Commenting on the government’s assurance of continue to give sovereign guarantee on every LIC policyholder, he says that International Monetary Fund (IMF) in April 2018 had asked the Indian government to remove the explicit sovereign guarantee on every LIC policy and convert LIC into company and the government seems to have simply complied with the diktat of IMF risking the interest of millions of policyholders.

The story of woes relating to LIC’s listing doesn’t end here. The LIC IPO faces a number of hurdles, from timing to its sheer size. While everything depends on the government’s execution, investors don’t have the appetite for such a big issuance at the moment, said Deven Choksey, who oversees investment and research at KR Choksey, a Mumbai-based wealth manager. Assuming that the government raises 400 billion rupees, that will represent a 5% dilution, he added.


Facts and figures:

--On a capital base of Rs 5 crore, LIC’s valuation surplus was Rs 53211.91 crore, Life Fund being Rs 2828320.12 crore and asset under management being over Rs 3111847.28crore at the end of FY2019. Being one of the biggest financial institutions of India any move to privatise LIC

--Prime Minister Narendra Modi’s government surprised investors on Saturday by saying it will sell part of its stake in state-run behemoth Life Insurance Corp. of India to meet its record asset-sale target. The jumbo sale could fetch the government between 850 billion rupees ($11.9 billion) and 900 billion rupees if it gets done this year, Credit Suisse Group AG analysts led by Neelkanth Mishra wrote in a note.

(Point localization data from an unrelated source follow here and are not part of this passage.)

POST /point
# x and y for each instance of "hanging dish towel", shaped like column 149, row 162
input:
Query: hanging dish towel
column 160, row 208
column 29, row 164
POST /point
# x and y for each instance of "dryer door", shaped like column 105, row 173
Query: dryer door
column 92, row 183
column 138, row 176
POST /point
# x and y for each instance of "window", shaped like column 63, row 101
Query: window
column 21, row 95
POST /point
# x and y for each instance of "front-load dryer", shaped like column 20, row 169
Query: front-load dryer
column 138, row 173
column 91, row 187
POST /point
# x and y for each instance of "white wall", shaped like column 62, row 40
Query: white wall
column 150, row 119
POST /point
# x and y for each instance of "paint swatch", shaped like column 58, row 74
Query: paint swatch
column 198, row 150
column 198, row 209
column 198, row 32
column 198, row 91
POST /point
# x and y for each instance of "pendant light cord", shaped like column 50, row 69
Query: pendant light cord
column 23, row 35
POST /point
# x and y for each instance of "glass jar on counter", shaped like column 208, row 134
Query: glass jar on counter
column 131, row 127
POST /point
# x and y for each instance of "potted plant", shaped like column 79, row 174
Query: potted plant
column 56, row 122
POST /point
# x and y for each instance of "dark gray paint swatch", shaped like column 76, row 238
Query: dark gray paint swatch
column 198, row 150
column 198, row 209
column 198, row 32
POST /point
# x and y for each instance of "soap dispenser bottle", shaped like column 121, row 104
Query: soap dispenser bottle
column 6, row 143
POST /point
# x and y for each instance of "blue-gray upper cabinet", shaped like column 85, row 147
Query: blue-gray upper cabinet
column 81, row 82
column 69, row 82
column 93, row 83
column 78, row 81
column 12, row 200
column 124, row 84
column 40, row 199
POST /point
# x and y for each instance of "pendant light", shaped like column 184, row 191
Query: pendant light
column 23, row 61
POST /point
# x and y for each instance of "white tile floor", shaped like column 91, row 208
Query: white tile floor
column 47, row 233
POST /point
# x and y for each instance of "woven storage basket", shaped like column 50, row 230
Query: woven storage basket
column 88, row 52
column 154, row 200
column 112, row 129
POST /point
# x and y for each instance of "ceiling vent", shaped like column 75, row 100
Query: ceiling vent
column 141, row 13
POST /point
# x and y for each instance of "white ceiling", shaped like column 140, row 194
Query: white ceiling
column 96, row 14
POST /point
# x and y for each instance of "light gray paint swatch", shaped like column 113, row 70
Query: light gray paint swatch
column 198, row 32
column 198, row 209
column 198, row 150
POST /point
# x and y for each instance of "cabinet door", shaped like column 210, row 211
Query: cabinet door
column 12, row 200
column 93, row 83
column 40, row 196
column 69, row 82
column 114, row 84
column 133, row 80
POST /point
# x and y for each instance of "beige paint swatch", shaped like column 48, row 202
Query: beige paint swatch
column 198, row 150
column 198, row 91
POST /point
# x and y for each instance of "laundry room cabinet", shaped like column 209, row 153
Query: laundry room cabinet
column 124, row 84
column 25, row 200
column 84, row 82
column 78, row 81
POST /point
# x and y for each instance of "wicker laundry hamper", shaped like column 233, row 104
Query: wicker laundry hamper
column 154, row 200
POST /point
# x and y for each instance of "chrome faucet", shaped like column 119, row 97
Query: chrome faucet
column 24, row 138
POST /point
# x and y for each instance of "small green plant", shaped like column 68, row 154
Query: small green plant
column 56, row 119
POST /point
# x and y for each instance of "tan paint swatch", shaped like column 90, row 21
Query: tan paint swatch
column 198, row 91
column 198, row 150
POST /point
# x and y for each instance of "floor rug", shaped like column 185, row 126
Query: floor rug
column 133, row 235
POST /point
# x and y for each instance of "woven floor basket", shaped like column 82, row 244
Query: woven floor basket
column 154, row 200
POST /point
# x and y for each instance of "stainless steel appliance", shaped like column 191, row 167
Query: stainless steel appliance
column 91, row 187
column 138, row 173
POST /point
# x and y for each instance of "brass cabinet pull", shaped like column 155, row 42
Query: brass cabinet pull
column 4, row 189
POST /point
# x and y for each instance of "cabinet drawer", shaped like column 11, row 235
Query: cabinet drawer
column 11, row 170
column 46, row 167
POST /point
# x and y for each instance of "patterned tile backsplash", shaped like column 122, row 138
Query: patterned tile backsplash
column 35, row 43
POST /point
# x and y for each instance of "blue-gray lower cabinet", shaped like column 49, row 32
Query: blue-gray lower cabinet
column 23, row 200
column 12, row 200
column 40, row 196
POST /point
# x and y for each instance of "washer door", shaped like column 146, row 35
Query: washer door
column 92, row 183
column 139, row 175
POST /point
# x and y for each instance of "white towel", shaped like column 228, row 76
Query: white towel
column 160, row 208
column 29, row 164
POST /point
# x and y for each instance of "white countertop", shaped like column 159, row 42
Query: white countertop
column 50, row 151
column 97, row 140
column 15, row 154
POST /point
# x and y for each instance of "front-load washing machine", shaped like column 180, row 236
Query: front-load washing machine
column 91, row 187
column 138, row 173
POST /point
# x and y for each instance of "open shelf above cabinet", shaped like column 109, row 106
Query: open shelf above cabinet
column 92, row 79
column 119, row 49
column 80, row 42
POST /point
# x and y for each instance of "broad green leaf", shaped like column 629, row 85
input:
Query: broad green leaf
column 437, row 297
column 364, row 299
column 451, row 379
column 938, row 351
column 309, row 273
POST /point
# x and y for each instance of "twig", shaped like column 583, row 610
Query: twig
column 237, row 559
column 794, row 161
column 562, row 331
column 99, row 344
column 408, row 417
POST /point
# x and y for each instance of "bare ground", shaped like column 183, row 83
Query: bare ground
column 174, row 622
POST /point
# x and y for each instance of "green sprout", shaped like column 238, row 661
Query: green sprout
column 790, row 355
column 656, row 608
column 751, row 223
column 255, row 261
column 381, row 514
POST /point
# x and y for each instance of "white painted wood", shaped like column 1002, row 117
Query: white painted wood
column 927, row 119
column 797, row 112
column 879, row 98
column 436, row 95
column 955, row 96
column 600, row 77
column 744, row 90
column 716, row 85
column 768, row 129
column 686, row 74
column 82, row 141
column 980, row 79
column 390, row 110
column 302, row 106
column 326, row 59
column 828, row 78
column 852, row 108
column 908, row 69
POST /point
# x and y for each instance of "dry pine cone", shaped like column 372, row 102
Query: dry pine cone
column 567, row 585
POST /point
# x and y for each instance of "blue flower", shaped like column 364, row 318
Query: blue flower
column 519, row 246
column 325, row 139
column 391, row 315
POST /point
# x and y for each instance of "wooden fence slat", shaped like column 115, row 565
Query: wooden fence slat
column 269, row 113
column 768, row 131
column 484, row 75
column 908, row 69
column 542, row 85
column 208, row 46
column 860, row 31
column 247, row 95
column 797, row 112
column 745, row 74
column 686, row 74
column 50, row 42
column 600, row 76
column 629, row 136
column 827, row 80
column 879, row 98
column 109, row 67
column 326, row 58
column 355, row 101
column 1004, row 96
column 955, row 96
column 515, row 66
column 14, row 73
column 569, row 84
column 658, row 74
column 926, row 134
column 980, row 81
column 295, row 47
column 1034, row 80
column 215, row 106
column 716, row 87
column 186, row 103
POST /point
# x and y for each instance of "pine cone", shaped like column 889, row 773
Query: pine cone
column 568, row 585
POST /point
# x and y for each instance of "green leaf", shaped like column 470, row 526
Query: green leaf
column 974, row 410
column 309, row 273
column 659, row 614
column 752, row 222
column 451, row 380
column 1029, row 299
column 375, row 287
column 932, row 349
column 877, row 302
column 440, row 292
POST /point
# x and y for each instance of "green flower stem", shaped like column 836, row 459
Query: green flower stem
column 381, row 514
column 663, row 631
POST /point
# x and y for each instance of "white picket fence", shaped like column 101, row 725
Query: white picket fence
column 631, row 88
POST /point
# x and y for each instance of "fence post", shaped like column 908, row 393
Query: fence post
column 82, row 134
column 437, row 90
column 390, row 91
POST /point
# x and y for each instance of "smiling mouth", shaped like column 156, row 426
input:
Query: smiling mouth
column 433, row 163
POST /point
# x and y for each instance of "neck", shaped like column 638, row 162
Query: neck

--Sameer Kalra, a strategist at Target Investing, estimates the IPO to be valued between 910 billion rupees and 1.01 trillion rupees, given an average 12-month forward price-to-earnings ratio of 30 to 35 times. “That is the range in which all the life insurance companies got listed," he said.

An IPO of that size would be the biggest the country has ever seen and could create India’s most-valuable company by market value. The nation’s largest deal to date was Coal India Ltd.’s $3.4 billion float a decade ago, data compiled by Bloomberg show.